I was saddened to read in the Times last week that Kisho Kurokawa’s Nakagin Capsule Tower is slated for demolition and is only standing still because the depressed economy has delayed plans to replace it with something more “modern.” The building is only 37 years old but has apparently not aged well. Is this due to poor construction or to a lack of care on the part of its residents … and if the latter, is that poor maintenance a symptom of people’s dislike for its unusual form or merely of some general malaise; in other words, do we blame the building for its own state of disrepair? Laying the issue of blame to one side, there is water dripping in the hallways and the place smells of mildew and the residents want it gone. In America its easy to understand the argument that if the owners of an object tire of it, they are perfectly within their rights to throw it away and get something new and better. And even though the building in question is not in America but in the heart of Tokyo there are very few voices calling for the preservation of a modern building, a building made from concrete blocks, a sky scraper that does not, as Sullivan recommended, look like a tree. One of those voices is that of the architect himself. Kurokawa is a name to conjure with but apparently even his pleading that they not knock down his buildings in his own life time counts for little with the people in question. Architectural Record published a notice of the building’s sentence in April 2007 and is chillingly flip about the story:
“Kisho Kurokawa can’t seem to catch a break these days. Just days after the Japanese architect lost his bid for the governorship of Tokyo, the Nakagin Capsule Tower, his best known building and one of the few built examples of the Metabolist movement, was given a date with the wrecking ball.”

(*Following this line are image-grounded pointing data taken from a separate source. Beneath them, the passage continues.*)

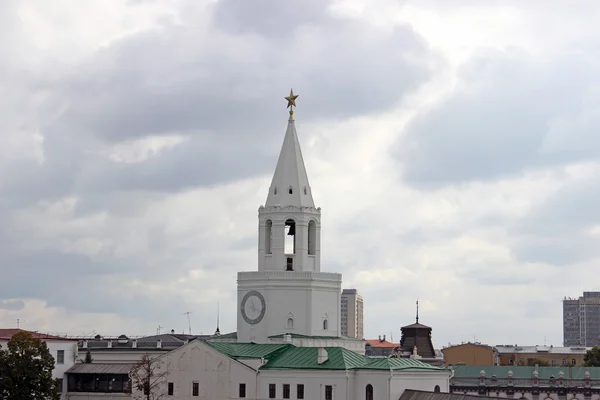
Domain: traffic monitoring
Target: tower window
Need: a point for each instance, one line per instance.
(312, 237)
(290, 237)
(268, 236)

Still, its hard to accuse. The description provided by the Times article doesn’t appeal to me and who am I to say that others must choose to stay there merely to satisfy my obscure sense of architectural history.
“Inside, each apartment is as compact as a space capsule. A wall of appliances and cabinets is built into one side, including a kitchen stove, a refrigerator, a television and a tape deck. A bathroom unit, about the size of an airplane lavatory, is set into an opposite corner. A big porthole window dominates the far end of the room, with a bed tucked underneath.
“Part of the design’s appeal is voyeuristic. The portholes evoke gigantic peepholes. Their enormous size, coupled with the small scale of the rooms, exposes the entire apartment to the city outside. Many of the midlevel units look directly onto an elevated freeway, so you are almost face to face with people in passing cars. (On my first visit there, a tenant told me that during rush hour, drivers stuck in traffic often point or wave at residents.)”
Still, I want to make the argument that this building is history. And as worthy (or more) of preservation than the endless mansions-turned-museums of the victorian industrial tycoons. Why are we so eager to forget that we build our landscape out of concrete? The real travesty isn’t the post war moderns, its the ticky tacky building going on right now – the strip malls made out of jiffy puff and aluminum two by fours and then veneered in brick. In away I think this ties into an earlier post of mine about the power of myth and why we don’t set our fairy tales in modern buildings. But right now I don’t feel like philosophizing about this … I just feel sad.
(If you’re curious to learn more about the Nakagin Towers, I recommend this infomative page on wikipedia. However, my residual TA instinct forces me to point out that, if you happen to be writing a formal paper on the topic, such a site would not be an appropriate source.)